Rep. Ian Mackey, D-St. Louis, an openly gay member, said he has been fearing the day this legislation came up for a vote.
“When I say that I’m hurt as a member of the LGBT community, not nearly to the extent that these little kids are,” Mackey said. “I don’t care whether you meant to harm me or not, I’m still harmed, and these kids are still harmed.”
In a statement after the legislation passed Wednesday, Sen. Greg Razer, D-Kansas City, said, “This is a sad day for the LGBTQ community.”
“Laws made from hate and passed in fear will not make Missouri a safer, stronger state. This is a sad day for the LGBTQ community. We are all hurting, but we will persevere, just as we have at every point in our journey when government has acted on the wrong side of history. We will keep moving forward, and no law can stop that.
“The question is, when will Republicans prioritize moving Missouri forward? Targeting people because they are different will not grow our workforce, or improve our schools, or protect families and communities from deadly gun violence. Our state has real problems, but so long as encouraging hate and rewarding fear are the guiding principles of the Republican Party, Missourians will suffer.”
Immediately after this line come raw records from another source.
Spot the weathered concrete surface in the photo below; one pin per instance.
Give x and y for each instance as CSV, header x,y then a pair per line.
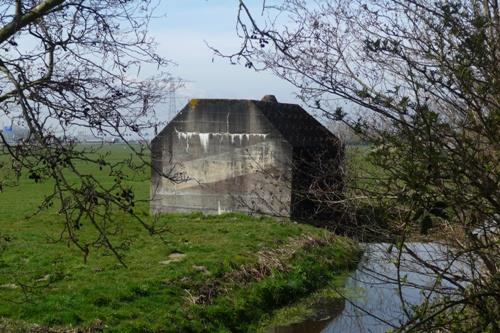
x,y
238,155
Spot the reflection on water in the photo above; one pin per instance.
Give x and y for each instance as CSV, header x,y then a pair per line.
x,y
324,311
377,305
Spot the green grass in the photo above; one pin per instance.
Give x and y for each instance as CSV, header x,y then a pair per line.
x,y
44,280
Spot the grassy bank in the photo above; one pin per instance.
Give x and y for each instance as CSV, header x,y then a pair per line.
x,y
205,273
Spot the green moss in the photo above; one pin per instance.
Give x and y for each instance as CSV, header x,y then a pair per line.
x,y
60,290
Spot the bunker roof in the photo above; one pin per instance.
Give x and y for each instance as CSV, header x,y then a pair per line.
x,y
296,125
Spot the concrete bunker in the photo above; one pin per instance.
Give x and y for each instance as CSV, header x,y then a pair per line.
x,y
245,156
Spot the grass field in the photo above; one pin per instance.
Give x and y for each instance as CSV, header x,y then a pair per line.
x,y
207,273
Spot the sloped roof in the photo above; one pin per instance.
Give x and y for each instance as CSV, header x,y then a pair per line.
x,y
297,127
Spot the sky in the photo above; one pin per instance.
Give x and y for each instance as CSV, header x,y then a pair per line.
x,y
183,29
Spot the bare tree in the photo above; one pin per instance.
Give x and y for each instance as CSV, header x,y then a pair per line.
x,y
72,65
428,71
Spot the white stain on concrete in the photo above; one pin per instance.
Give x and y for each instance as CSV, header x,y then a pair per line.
x,y
205,137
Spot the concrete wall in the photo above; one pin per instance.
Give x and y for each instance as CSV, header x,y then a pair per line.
x,y
234,158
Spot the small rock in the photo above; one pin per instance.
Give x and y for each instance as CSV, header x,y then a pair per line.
x,y
173,257
201,269
44,278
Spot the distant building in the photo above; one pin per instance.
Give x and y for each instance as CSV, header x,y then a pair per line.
x,y
13,134
244,155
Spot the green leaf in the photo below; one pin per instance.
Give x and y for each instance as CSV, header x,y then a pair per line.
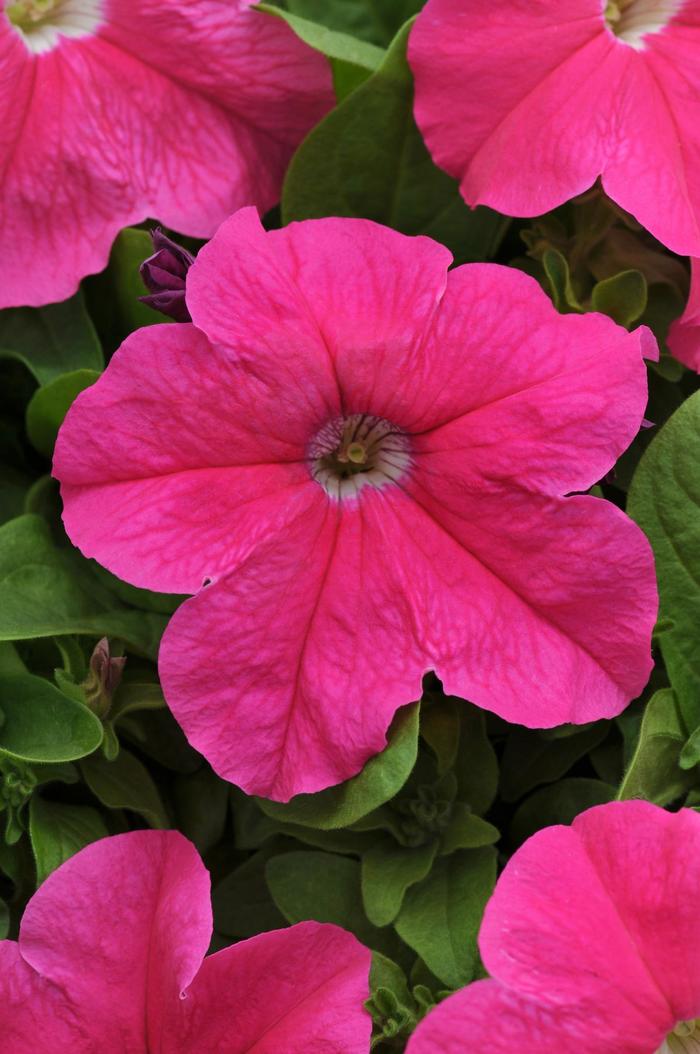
x,y
49,406
441,916
367,158
49,591
557,270
466,831
623,297
560,802
325,887
125,783
334,44
664,500
58,338
387,872
129,251
654,772
58,832
39,723
380,780
530,759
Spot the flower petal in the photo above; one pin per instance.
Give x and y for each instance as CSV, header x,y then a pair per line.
x,y
514,100
517,391
494,1019
358,294
120,972
200,461
296,990
150,137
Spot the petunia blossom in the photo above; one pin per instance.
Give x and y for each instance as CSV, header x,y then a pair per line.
x,y
590,943
111,958
358,464
684,332
112,111
527,102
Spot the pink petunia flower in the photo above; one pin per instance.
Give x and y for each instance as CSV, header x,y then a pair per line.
x,y
527,102
112,111
363,459
111,958
590,942
684,333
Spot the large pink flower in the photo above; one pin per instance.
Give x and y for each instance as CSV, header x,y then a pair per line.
x,y
528,101
684,333
110,959
592,943
112,111
365,457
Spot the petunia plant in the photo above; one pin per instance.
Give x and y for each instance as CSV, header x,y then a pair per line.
x,y
349,526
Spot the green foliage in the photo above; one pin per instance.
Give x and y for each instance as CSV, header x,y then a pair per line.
x,y
664,500
367,158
Wednesday’s votes come after a St. Louis County judge last week blocked Attorney General Andrew Bailey’s emergency rule restricting gender-affirming care for Missourians of all ages from going into effect. A court day is set for July.
Bailey has also launched an investigation into St. Louis’ Washington University Transgender Center after a whistleblower alleged doctors were prescribing hormones too quickly and without enough mental health services. He has since expanded his investigation to any clinic offering pediatric gender-affirming care in the state.
If the legislation is signed by the governor, the limits would go into effect at the end of August.
In a tweet Wednesday afternoon, Parson said, “We appreciate the General Assembly taking action today to pass protections for minors and women’s sports. We look forward to this legislation arriving to our Office soon.”
PROMO, Missouri’s LGBTQ advocacy organization, said after the passage,
“Today is an incredibly devastating day for transgender Missourians, for families raising transgender youth, BIPOC and trans women of color who will only see an increase in violence against them, and rural trans Missourians who have less resources available to them. Missouri’s state government is waging an all-out war on transgender Missourians.
“The lives of transgender people in our state — and in our country — have not only been prioritized as political pawns for elected leaders to advance their careers, but the rhetoric around who transgender Missourians truly are has become chalk-full of disgusting lies and dangerous misunderstandings.
“Since the beginning of the legislative session, our voices were not listened to and our stories were not taken seriously as public hearings were cut short, bill authors and sponsors left the room, and conversations fell on deaf ears. It continued today when Republican Rep. Chris Sander and other Democrat Representatives were unable to speak in opposition. ‘I’m not questioning being gay, I’m questioning being a Republican,’ said Rep. Chris Sander.
“As advocates, parents, and Missourians who value personal freedom and inclusion, we will continue to fight every day until every single transgender Missourian is able to live openly and honestly, and thrive within our state.”
Yalmesie Rodriguez, president and CEO of Planned Parenthood of the St. Louis Region and Southwest Missouri, says patients now looking to continue care elsewhere can visit Planned Parenthood’s Fairview Heights clinic.
“This anti-science ideological crusade is straight out of the anti-abortion playbook – sham investigations, character assassination hit pieces and inflammatory disinformation to impose cruel insurmountable bans on lifesaving care and continue legislating our freedoms out of existence,” Rodriguez said.